I was deeply saddened to learn that Safe Haven was directed by the once-great Lasse Hallström, three-time Oscar nominee and director of such warmly received favorites as My Life as a Dog, What’s Eating Gilbert Grape, The Cider House Rules, and Chocolat. And that sadness turned to gobsmacked shock when I realized that this is actually Hallström’s second Sparks adaptation, having also helmed Dear John. Good god man, how fucking severe is your gambling debt? Hallström’s career has certainly been in a critical freefall since his poorly-received 2001 adaptation of The Shipping News, and if his recent choices are any indication, he’s now fully abandoned any sense of artistic pride in his work. Still, he directs Safe Haven with an understated Scandinavian detachment, downplaying the story’s more melodramatic elements with unadorned photography and a fairly minimalist soundtrack.

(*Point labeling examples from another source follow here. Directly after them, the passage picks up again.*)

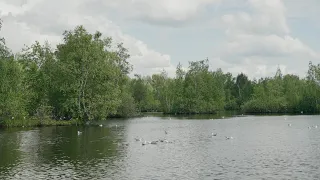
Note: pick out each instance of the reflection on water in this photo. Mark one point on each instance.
(263, 147)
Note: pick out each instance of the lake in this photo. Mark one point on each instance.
(263, 147)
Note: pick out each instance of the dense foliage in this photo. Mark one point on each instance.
(86, 78)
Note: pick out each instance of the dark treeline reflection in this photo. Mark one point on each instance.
(85, 77)
(59, 148)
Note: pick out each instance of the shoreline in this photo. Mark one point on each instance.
(34, 122)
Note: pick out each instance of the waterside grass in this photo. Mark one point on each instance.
(30, 122)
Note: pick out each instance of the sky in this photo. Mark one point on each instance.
(249, 36)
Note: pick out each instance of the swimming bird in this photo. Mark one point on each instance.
(153, 142)
(144, 143)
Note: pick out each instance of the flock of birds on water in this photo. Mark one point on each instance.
(144, 142)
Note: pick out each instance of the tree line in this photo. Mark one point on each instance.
(86, 77)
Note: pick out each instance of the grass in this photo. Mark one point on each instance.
(29, 122)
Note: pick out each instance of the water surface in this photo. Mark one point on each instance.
(263, 147)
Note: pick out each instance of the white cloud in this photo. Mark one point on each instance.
(46, 20)
(259, 40)
(167, 12)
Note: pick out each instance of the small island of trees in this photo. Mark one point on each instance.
(86, 78)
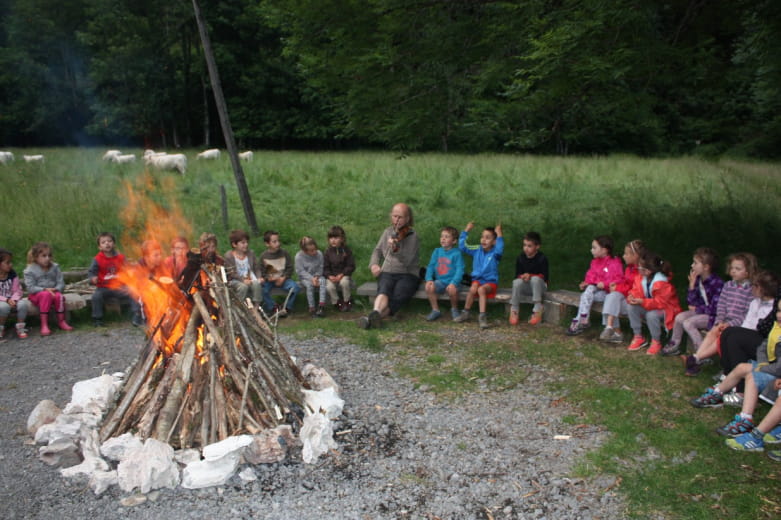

But at times that understated detachment can play as dramatic ineptitude, and Hallström seems committed to giving the film the same molasses-slow pace and “what’s your hurry?” Southern casualness as Southport itself. Consequently, many scenes seem to last FOREVER; you will frequently find yourself thinking, Why am I still watching this? How is it possible that they’re still just standing in a sundry shop? Hough and Duhamel are affably charming and share enough chemistry to send Seacrest scampering back to the Beard Club of Aspiring Starlets, but while they’re easy on the eyes and Hough certainly looks how I’d picture a waitress at a sunny seaside diner, they aren’t exactly redolent of complex inner lives.

Although Safe Haven does successfully conjure a bit of suspense in its final act (if only because everything before it is so bland and soporific), it is still cursed with its damnable source material. In his infinite authorial skill, Sparks gives us not one but two twists in the film’s second half. The first twist is visible from space, but I can safely say you will not see the second twist coming. And why is that? BECAUSE IT IS A FUCKING BULLSHIT TWIST. It is eye-gougingly absurd, a total and complete ass-rape of the tacit rules of storytelling. You will know it when it happens, and if you do see it, I strongly encourage you to scream FUCK YOU NICHOLAS SPARKS right in the middle of the theater.

There’s actually another twist I really expected the movie to take, and although it didn’t happen, it’s what I choose to remember about Safe Haven. Shortly after Katie relocates to Southport, she discovers a woman standing on her porch, staring into her windows. The woman jumps when Katie calls out to her, then strides over and introduces herself as Jo (Cobie Smulders). She has a far more masculine energy than Katie, tall, plain-faced, and deep-voiced, leering at her wolfishly as Katie exudes feminine cuteness. The two bond over the fact that they both live in cabins, and Jo says how excited she is to meet another “rustically inclined woman.” Ahem. From that moment forward, Jo is just around Katie constantly, hanging at the cabin and accompanying her on every walk. And her name is Jo. And she is rustically inclined. JO IS OBVIOUSLY A LESBIAN. And although Nicholas Sparks is apparently ignorant of this fact, it’s still the highlight of the imaginary movie that played in my mind while I sat through this nonsense.

Safe Haven opens nationwide today.

One thought on “Film Review: Safe Haven

  1. Oh My God. ThankYOU. Somebody actually agrees with me! I knew Jo was gay throughout the whole movie and I was praying that something would happen between Jo and Katie, but then I had to sit through this boring, dull movie about a Barbie and Ken relationship. I love Cobie Smulders <3

    Sincerely, a grumpy bisexual who didn't enjoy this movie, except for the Jo/Kate scenes.